# Thread: Generating Large Prime Numbers

1. ## Generating Large Prime Numbers

How are randomly large prime numbers chosen and proven to be prime?

in RSA, two random prime numbers are multiplied, but how is the first number chosen? i would guess just putting together 0s and 1s in binary and then testing the result, but how do you test it? if im wrong, then whats the answer to the first question?

How do programs/scripts that output prime numbers work (in pseudo-code please)?

whats the general idea to generating prime numbers? i know the 2^x-1 thing, but its useless if you cant test the number. and the square root trick is too time consuming for the computer

2. It is very very difficult to construct large prime numbers for exactly the reasons you have pointed out. That is precisely the reason we use the RSA code to encrypt things. If you did have a very good way to generate large prime numbers I would guess the NSA would like to talk to you very badly.

I was a member of one of those distributive computing projects that helped search for large primes of the form $k\cdot 2^n-1$ called Riesel Sieve Project. I am not sure if it still exists or not, I got a new computer and never got around to reinstalling it.

3. so how do those RSA programs do it?

anyone undestand java?
http://ohdave.com/rsa/

4. That is the thing, there are lists of large primes that are out there, for instance:

So the idea is everyone has a public key and a private key, large prime numbers from a list like that. You multiply two really big prime numbers together and it is next to impossible to factor them if you don't already know one of them. So you use this to encrypt any messages. Like you pointed out, to determine the factorization you would need to check every prime number less than the square root of the product. This would take so long that a brute force attempt would never work if you didn't know one of the prime numbers. But because the person you send the message to knows one of the primes in the factorization they can decrypt it. This is a very simplified overview of how it works, but if you are interested in it, the following gives a pretty decent explanation of how the math behind it actually works.
marasingha :: the RSA code and congruences

The key trick comes down to using the Fermat-Euler theorem, but you need to know the number of elements relatively prime to whatever the modulo is (the two large primes multiplied together), this is the Euler totient function. Which is really easy if you know what the two primes are, you simply subtract 1 from each and multiply those two together and that is the order of the multiplicative group, and you can take advantage of Lagrange's theorem.

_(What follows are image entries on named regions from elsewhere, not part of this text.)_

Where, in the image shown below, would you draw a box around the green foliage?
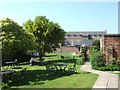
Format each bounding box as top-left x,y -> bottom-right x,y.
24,16 -> 65,60
112,58 -> 120,65
0,18 -> 35,61
92,39 -> 100,51
95,65 -> 120,71
80,46 -> 87,62
90,49 -> 105,69
76,59 -> 84,65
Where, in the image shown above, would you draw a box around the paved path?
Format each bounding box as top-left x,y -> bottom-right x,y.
80,62 -> 120,90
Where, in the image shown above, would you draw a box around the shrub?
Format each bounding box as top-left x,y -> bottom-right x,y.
76,59 -> 83,65
90,50 -> 105,69
95,65 -> 120,71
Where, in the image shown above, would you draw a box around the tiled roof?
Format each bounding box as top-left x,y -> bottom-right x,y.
76,40 -> 92,46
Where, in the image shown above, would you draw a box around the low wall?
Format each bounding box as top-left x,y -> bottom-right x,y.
56,46 -> 80,54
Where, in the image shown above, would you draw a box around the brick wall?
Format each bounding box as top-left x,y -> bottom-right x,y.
104,34 -> 120,64
56,46 -> 79,54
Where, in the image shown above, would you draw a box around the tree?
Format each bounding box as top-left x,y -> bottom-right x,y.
24,16 -> 65,60
0,18 -> 35,60
92,39 -> 100,51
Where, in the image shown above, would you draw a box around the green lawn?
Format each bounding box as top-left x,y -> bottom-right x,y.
2,65 -> 98,88
1,53 -> 98,88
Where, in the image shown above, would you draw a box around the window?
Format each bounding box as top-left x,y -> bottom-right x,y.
77,35 -> 79,38
71,35 -> 73,38
70,40 -> 73,46
64,40 -> 68,45
65,35 -> 67,38
99,35 -> 102,37
76,40 -> 80,44
94,34 -> 97,37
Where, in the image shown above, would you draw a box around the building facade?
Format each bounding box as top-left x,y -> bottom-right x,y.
104,34 -> 120,64
64,30 -> 107,46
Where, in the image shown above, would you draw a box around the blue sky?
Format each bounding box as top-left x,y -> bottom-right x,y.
0,2 -> 118,34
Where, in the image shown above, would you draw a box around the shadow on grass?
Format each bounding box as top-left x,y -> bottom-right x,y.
9,70 -> 78,87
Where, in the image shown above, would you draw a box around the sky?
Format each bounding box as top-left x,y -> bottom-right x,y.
0,2 -> 118,34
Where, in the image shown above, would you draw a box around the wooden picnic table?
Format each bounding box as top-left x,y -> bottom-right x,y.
0,70 -> 16,82
54,63 -> 68,71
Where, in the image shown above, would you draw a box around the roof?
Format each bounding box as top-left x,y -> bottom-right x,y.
66,31 -> 107,35
105,34 -> 120,37
75,40 -> 93,46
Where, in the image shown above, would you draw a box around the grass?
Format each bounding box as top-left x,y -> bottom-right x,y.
1,53 -> 98,88
2,65 -> 98,88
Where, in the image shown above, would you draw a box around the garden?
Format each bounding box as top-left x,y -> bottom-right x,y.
2,53 -> 98,89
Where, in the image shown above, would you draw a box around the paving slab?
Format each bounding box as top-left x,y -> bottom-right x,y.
80,62 -> 120,90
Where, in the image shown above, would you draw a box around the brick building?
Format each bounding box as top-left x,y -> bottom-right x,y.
103,34 -> 120,64
64,30 -> 107,46
57,30 -> 107,53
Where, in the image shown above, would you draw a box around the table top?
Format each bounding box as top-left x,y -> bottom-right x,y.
54,63 -> 68,66
5,61 -> 16,64
0,70 -> 15,74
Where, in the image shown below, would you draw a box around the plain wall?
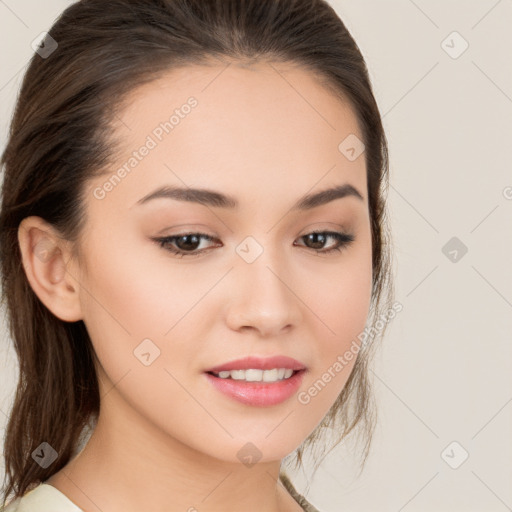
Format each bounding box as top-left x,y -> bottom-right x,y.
0,0 -> 512,512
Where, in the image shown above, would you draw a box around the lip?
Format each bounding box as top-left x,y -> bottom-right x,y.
205,355 -> 306,373
204,363 -> 306,407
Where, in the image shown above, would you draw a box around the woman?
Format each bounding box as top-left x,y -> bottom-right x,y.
0,0 -> 391,512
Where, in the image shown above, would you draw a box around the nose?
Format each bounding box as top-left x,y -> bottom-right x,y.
226,252 -> 303,337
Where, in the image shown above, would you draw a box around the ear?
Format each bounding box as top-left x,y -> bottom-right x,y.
18,216 -> 83,322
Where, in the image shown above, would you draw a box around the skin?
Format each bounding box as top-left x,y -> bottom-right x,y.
19,62 -> 372,512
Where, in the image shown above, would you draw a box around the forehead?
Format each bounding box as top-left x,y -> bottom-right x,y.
90,63 -> 366,214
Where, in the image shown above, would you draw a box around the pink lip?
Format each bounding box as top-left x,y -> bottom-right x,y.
205,365 -> 306,407
206,355 -> 306,373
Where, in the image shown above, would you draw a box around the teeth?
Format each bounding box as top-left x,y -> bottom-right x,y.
215,368 -> 293,382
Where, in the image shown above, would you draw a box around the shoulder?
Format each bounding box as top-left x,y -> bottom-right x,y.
0,483 -> 83,512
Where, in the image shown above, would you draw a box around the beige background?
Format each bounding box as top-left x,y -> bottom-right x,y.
0,0 -> 512,512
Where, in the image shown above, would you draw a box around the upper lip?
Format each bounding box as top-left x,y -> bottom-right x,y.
206,355 -> 306,373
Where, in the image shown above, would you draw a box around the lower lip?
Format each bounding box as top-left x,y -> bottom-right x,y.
205,370 -> 305,407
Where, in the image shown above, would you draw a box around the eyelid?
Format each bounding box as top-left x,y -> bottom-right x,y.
152,229 -> 355,258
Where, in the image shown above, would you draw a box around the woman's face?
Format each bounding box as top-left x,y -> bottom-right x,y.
68,63 -> 372,462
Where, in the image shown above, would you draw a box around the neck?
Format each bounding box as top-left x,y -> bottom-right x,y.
47,387 -> 301,512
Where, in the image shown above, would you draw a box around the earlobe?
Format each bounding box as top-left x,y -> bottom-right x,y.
18,216 -> 82,322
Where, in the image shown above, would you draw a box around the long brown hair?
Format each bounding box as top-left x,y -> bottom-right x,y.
0,0 -> 392,504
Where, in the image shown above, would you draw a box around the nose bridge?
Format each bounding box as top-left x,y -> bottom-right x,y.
228,237 -> 300,334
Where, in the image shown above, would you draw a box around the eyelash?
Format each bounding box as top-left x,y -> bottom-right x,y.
153,231 -> 355,258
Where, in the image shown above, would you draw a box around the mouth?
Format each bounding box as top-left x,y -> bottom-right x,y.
206,368 -> 305,384
204,368 -> 306,407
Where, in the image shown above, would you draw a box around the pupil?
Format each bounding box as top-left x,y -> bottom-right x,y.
307,233 -> 325,249
176,235 -> 200,250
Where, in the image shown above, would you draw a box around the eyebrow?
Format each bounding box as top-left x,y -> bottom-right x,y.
132,183 -> 364,211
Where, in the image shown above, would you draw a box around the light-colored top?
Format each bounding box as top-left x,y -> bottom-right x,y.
0,473 -> 319,512
0,483 -> 83,512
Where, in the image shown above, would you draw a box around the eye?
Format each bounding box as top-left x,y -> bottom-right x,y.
153,233 -> 220,258
294,231 -> 355,254
153,231 -> 355,258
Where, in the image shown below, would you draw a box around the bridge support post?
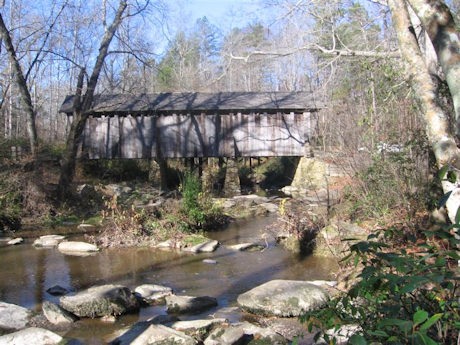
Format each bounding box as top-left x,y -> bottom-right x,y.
224,157 -> 241,196
149,158 -> 168,191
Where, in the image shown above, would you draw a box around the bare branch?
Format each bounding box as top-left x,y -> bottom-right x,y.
227,44 -> 400,62
24,1 -> 67,81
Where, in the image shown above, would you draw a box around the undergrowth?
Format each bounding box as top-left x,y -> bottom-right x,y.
301,165 -> 460,345
90,175 -> 227,247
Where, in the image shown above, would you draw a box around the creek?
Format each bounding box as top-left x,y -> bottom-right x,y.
0,216 -> 337,344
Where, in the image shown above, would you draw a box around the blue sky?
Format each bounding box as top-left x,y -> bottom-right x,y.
173,0 -> 263,31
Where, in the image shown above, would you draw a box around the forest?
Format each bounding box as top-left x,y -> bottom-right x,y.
0,0 -> 460,344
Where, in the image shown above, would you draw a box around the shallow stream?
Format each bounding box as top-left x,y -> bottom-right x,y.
0,217 -> 337,344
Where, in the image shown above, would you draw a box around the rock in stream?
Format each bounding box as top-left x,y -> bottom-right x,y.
60,285 -> 139,318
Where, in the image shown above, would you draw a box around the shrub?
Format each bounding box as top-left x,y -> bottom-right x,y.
180,174 -> 225,230
275,199 -> 325,254
344,143 -> 439,220
302,217 -> 460,345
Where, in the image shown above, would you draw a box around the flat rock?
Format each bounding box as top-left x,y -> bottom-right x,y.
227,243 -> 265,252
260,202 -> 279,213
314,324 -> 362,345
111,325 -> 197,345
203,259 -> 217,265
170,319 -> 228,337
106,315 -> 178,345
166,295 -> 217,314
46,285 -> 69,296
33,235 -> 65,247
236,322 -> 289,345
233,194 -> 270,204
7,237 -> 24,246
134,284 -> 173,303
204,326 -> 249,345
183,240 -> 219,253
42,301 -> 78,325
60,285 -> 139,318
58,241 -> 99,253
0,327 -> 63,345
0,302 -> 32,329
237,280 -> 329,317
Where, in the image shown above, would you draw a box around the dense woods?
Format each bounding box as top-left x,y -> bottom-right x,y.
0,1 -> 455,150
0,0 -> 460,344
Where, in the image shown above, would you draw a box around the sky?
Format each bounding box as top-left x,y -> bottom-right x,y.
171,0 -> 263,30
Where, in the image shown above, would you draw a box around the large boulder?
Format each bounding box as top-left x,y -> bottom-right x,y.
0,302 -> 32,329
111,325 -> 197,345
134,284 -> 173,304
183,240 -> 219,253
8,237 -> 24,246
58,241 -> 99,254
291,157 -> 329,190
227,242 -> 265,252
60,285 -> 139,318
166,295 -> 217,314
237,280 -> 329,317
105,314 -> 179,345
42,301 -> 78,325
170,318 -> 228,341
0,327 -> 63,345
237,322 -> 289,345
33,235 -> 65,247
204,326 -> 248,345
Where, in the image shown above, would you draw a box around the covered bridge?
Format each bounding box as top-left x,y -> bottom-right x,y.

5. Originally Posted by Gamma
That is the thing, there are lists of large primes that are out there, for instance:
You can't use large primes off of a published list, since hackers then need only try factors on the published lists.

As the density of primes near $n$ is approximately $1/\ln(n)$ more than 1% of 100 bit integers are prime, so testing random odd 100 bit integers until you find a prime is entirely feasible (as would be 500 or more bit integers as $\ln$ increases so slowly).

CB

6. Originally Posted by calccrypto
How are randomly large prime numbers chosen and proven to be prime?

in RSA, two random prime numbers are multiplied, but how is the first number chosen? i would guess just putting together 0s and 1s in binary and then testing the result, but how do you test it? if im wrong, then whats the answer to the first question?
Google for primality testing (or go straight to the Wikipedia article)

CB

7. thats what dr math told me to do

8. Originally Posted by calccrypto
thats what dr math told me to do
Smart guy that Dr Math.

CB